Commençons par un rappel. Tout au long de ces dimanches d’été, nous lisons dans l’évangile de Luc le récit qu’il nous fait de la longue marche de Jésus et de ses disciples vers Jérusalem. Donc, vers l’aboutissement de sa mission terrestre : la passion, la mort et la résurrection du Christ. Au cours de cette longue marche, Jésus va faire l’éducation de ses disciples, d’une manière particulièrement concrète et variée, pour qu’ils puissent, après lui, continuer sa mission. Se succèdent donc, en plus des travaux pratiques et au hasard des rencontres, des moyens divers, tous destinés à poursuivre et à perfectionner cette formation. Aujourd’hui, c’est un repas chez Marthe qui est l’occasion choisie pour cette formation. La leur et la nôtre.

Deux sœurs différentes

Marthe et sa sœur Marie. Sans doute les deux sœurs de Lazare dont parle l’évangile de Jean : deux femmes et un homme qui étaient les amis de Jésus et chez qui il aimait s’arrêter pour passer quelques heures d’intimité et de repos. Les deux évangiles, de Luc et de Jean, en plusieurs passages, nous présentent les deux sœurs dans leurs différences, l’une femme active, bonne ménagère, l’autre assez détachée des soucis et des tâches quotidiennes. Si bien qu’on a eu tendance, à la lecture du passage que nous venons de lire, à opposer radicalement deux attitudes et deux états de vie pour les chrétiens : la vie active et la vie contemplative. Ce qui est une opposition assez simpliste. Les moines et les moniales gagnent leur vie, travaillent et font le ménage, et les actifs dans le monde peuvent être d’authentiques contemplatifs. Nous devons donc essayer de nous libérer de cette opposition simpliste : vous et moi, nous sommes à la fois Marthe et Marie. En nous cohabitent deux attitudes religieuses.

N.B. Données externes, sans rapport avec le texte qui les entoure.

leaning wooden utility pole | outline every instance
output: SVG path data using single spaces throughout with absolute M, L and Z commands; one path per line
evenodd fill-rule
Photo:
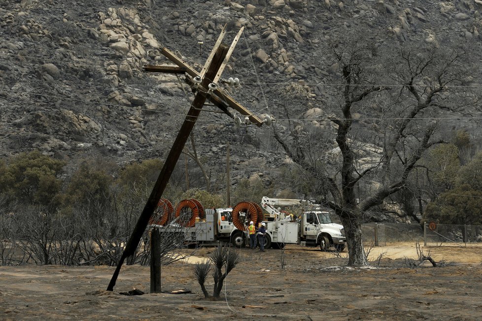
M 162 50 L 163 54 L 177 65 L 177 67 L 146 66 L 144 68 L 146 71 L 151 72 L 174 73 L 185 72 L 187 74 L 186 82 L 191 86 L 193 92 L 196 93 L 196 96 L 177 134 L 177 137 L 164 162 L 164 166 L 152 189 L 152 192 L 151 192 L 144 209 L 134 227 L 132 234 L 127 241 L 122 255 L 107 287 L 107 290 L 113 290 L 121 267 L 124 260 L 127 257 L 135 254 L 142 235 L 147 227 L 149 220 L 157 207 L 158 203 L 162 196 L 162 193 L 174 170 L 184 145 L 194 127 L 196 121 L 207 99 L 209 98 L 212 103 L 228 115 L 231 116 L 228 111 L 228 107 L 231 107 L 239 112 L 241 115 L 248 117 L 250 120 L 256 125 L 261 126 L 263 123 L 263 121 L 231 98 L 227 92 L 217 86 L 217 81 L 220 78 L 228 60 L 232 53 L 242 32 L 242 28 L 237 35 L 231 47 L 228 48 L 226 45 L 221 43 L 223 37 L 226 33 L 225 26 L 206 64 L 200 73 L 166 48 L 163 48 Z M 239 81 L 238 81 L 239 83 Z M 271 119 L 268 119 L 265 122 L 269 125 L 271 123 Z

Deux attitudes religieuses

Pour Marthe, le Christ, c’est celui qu’il faut nourrir, celui à qui il faut donner, celui pour lequel il faut « faire des choses ». Par contre, pour Marie, le Christ, Parole de Dieu, est celui de qui il faut recevoir, celui qui est notre nourriture donnée gratuitement, sans travail de notre part. Et c’est Marie qui, fondamentalement, a raison : tout nous vient de Dieu. Nous le chantons : « Tout vient de toi, ô Père très bon ». Et nombreux sont les passages de l’Ecriture qui nous rappellent ce don gratuit de Dieu. Jésus, à juste titre, cite la Torah lorsqu’il résiste au démon : « L’homme ne vit pas seulement de pain, dans de toute parole qui sort de la bouche de Dieu. »

Cela peut nous choquer. La foi n’est pas quelque chose de passif : elle ne consiste pas seulement à recevoir tranquillement un enseignement, fut-il divin. Elle est une démarche active. C’est vrai. « La            foi qui n’agit pas, est-ce une foi sincère ? », écrit le poète. La foi se traduit par des actes. Mais elle est d’abord un don de Dieu, et les actes qui en découlent sont aussi un don. Marthe s’inquiète et s’agite, nous dit l’évangile, et cela parce qu’elle croit que tout dépend d’elle. Pour Marie, par contre, l’important n’est pas le repas qu’on prépare et qu’on offre à l’hôte de passage, mais le repas qu’il nous offre et qu’elle reçoit. Marthe n’a pas compris qu’en invitant le Christ, c’était elle qui, finalement, était invitée par lui. Il y a un repas. Marthe a choisi la mauvaise portion du menu  parce qu’elle a choisi ce qu’elle donne. Marie a choisi  un autre repas, une autre « portion » : celle que le Christ apporte. En fait, il y a deux repas : celui que prépare Marthe et qui lui complique tellement la vie, et celui que sert le Christ et qui procure à Marie le repos. Car la Parole est nourriture, le Christ-Parole est pain vivant.

La meilleure part

Je vous le disais pour commencer : nous sommes à la fois Marthe et Marie. Ou, plus exactement, deux attitudes se contrarient en nous : celle de Marthe et celle de Marie. A nous de « choisir la meilleure part », ou la meilleure attitude.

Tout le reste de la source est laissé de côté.